Langfristig negative Folgen für die Bauqualität

Die Folgen dieser personellen Fehlbesetzungen werden oftmals erst nach Jahren sichtbar. Denn Bauprojekte sind in der Regel sehr langwierige Prozesse. Fehler und Versäumnisse in Planungs- und Bauphase fallen häufig somit nicht sofort auf. Das fehlende fachliche Know-how und ein Man­gel an gut ausgebildeten Architektinnen, Landschaftsarchitekten und Stadtplanerinnen in den öffentlichen Verwaltungen und Baubehörden kann zu gravierenden Beeinträchtigungen, manchmal auch zu Schäden bei Bauprojekten führen. Fehlentscheidungen äußern sich in Kostensteigerungen, Verlust an Bauqualität und Zeitverzug. In der Folge muss oft mit einem erheblichen Mehraufwand (Zeit und Geld) nachgebessert werden, um das angestrebte Qualitätsziel überhaupt noch zu erreichen.

Die negativen Auswirkungen fehlender Fachkompetenz bleiben auf Jahre sichtbar und können häufig nicht mehr kompensiert werden. Es entsteht eine sich immer weiter drehende Abwärtsspira­le.
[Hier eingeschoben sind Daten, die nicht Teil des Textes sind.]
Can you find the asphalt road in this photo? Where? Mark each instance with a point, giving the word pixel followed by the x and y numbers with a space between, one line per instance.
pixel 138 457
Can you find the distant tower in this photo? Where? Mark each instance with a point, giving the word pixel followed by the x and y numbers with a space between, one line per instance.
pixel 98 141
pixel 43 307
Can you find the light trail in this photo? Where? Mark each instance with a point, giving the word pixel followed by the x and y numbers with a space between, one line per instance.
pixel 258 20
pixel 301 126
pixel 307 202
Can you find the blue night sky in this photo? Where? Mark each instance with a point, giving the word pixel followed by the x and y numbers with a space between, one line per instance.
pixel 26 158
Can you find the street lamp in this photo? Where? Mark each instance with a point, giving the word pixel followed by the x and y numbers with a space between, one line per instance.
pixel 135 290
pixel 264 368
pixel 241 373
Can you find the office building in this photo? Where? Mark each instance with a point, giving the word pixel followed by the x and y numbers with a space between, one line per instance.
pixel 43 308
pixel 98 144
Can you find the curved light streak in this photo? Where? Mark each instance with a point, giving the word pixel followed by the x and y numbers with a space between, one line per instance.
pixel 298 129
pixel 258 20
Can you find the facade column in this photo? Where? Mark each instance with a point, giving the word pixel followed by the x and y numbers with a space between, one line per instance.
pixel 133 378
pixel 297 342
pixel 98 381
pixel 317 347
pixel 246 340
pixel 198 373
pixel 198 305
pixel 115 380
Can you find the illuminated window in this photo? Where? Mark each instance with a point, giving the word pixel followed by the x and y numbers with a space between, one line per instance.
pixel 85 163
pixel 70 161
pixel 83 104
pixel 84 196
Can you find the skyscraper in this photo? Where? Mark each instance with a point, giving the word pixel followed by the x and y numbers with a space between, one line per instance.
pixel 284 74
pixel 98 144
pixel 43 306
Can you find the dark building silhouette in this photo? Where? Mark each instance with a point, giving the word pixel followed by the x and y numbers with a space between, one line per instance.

Nicht geeignetes Personal plant, steuert, koordiniert und betreibt Projekte, die nicht selten in ei­nem Misserfolg enden. Der öffentliche Bauherr muss die Kritik einstecken, weiß aber auch keinen Ausweg, da nicht erkannt wird, dass es möglicherweise am Personal liegt. Und schon geht es wei­ter mit dem nächsten Projekt. Das Image der Behörde wird langfristig beschädigt, Vertrauen in die Baubehörden zerstört, und manchmal wollen dann in der Folge die politischen Entscheidungsträ­ger lieber alles selbst in die Hand nehmen.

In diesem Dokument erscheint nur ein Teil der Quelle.